I got this recipe from The Meatwave, but didn’t have all the right ingredients, so I made a couple of subtitutions and hoped for the best.
For the marinade:
- 1/2 cup olive oil
- 1 red onion, finely chopped
- 2 garlic cloves, minced
- 4 tablespoons fresh lemon juice
- 2 tablespoons balsamic vinegar
- 2 teaspoons oregano
- 1 teaspoon salt
- 1/2 teaspoon ground black pepper
Other stuff you need:
- 600g pork loin, cut into inch cubes
- Wooden skewers, soaked in water for 30 minutes before use
- Slice of lemon
- Red onion, sliced
- Fresh rocket leaves
Preparation and cooking:
- Made with your everyday condiments, pour the marinate into ziplock with the pork cubes. Make sure all pieces get a lick of the marinate. Let it sit in the fridge overnight.

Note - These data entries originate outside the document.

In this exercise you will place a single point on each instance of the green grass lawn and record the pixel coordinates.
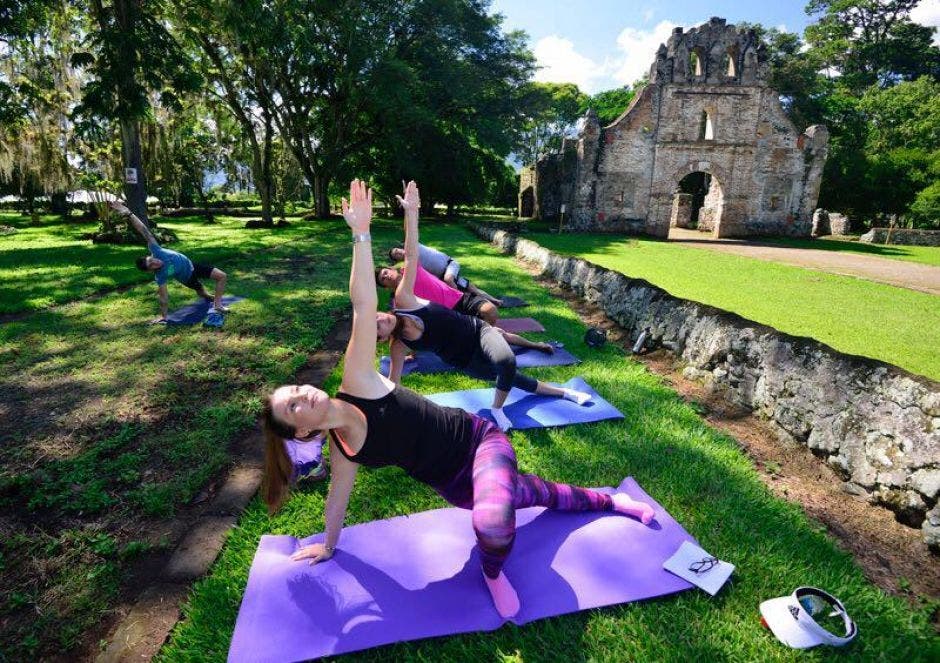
(928, 255)
(895, 325)
(108, 424)
(699, 475)
(48, 264)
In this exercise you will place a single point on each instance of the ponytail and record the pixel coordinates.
(278, 469)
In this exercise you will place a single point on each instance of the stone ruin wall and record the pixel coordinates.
(765, 174)
(876, 424)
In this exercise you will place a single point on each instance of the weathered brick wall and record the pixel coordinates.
(903, 236)
(765, 174)
(876, 424)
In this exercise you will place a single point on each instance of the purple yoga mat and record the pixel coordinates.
(194, 313)
(418, 576)
(517, 325)
(428, 362)
(527, 410)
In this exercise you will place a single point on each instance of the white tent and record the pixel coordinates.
(85, 196)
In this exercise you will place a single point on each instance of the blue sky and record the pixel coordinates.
(603, 44)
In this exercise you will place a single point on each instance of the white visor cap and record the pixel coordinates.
(788, 619)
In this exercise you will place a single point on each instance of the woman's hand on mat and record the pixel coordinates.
(358, 209)
(315, 552)
(411, 202)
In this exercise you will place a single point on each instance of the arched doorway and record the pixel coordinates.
(698, 202)
(527, 203)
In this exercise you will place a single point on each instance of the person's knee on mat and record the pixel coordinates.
(489, 313)
(505, 598)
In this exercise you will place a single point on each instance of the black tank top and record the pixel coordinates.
(452, 336)
(430, 442)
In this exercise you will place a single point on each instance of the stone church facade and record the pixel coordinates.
(705, 144)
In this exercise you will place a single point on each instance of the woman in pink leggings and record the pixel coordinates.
(374, 422)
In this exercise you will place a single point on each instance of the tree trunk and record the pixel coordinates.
(321, 198)
(59, 204)
(135, 193)
(264, 177)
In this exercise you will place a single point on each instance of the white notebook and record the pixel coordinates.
(712, 574)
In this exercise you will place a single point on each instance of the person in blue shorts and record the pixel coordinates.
(166, 264)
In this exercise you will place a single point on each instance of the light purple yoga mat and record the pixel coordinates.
(194, 313)
(419, 576)
(517, 325)
(428, 362)
(527, 410)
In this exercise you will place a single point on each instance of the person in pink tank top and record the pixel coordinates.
(433, 289)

- Instead of using a charcoal grill, I did it in the oven, which isn’t as good ‘cos you don’t get that kickass smokiness. But I had to make do.
- After skewering the cubes, grill for about 15 minutes in total at 200°C. Turning them around every once in a while.
- Let them rest for about 5 minutes before gobbling. Serve with a slice of lemon, sliced red onion and fresh rocket leaves.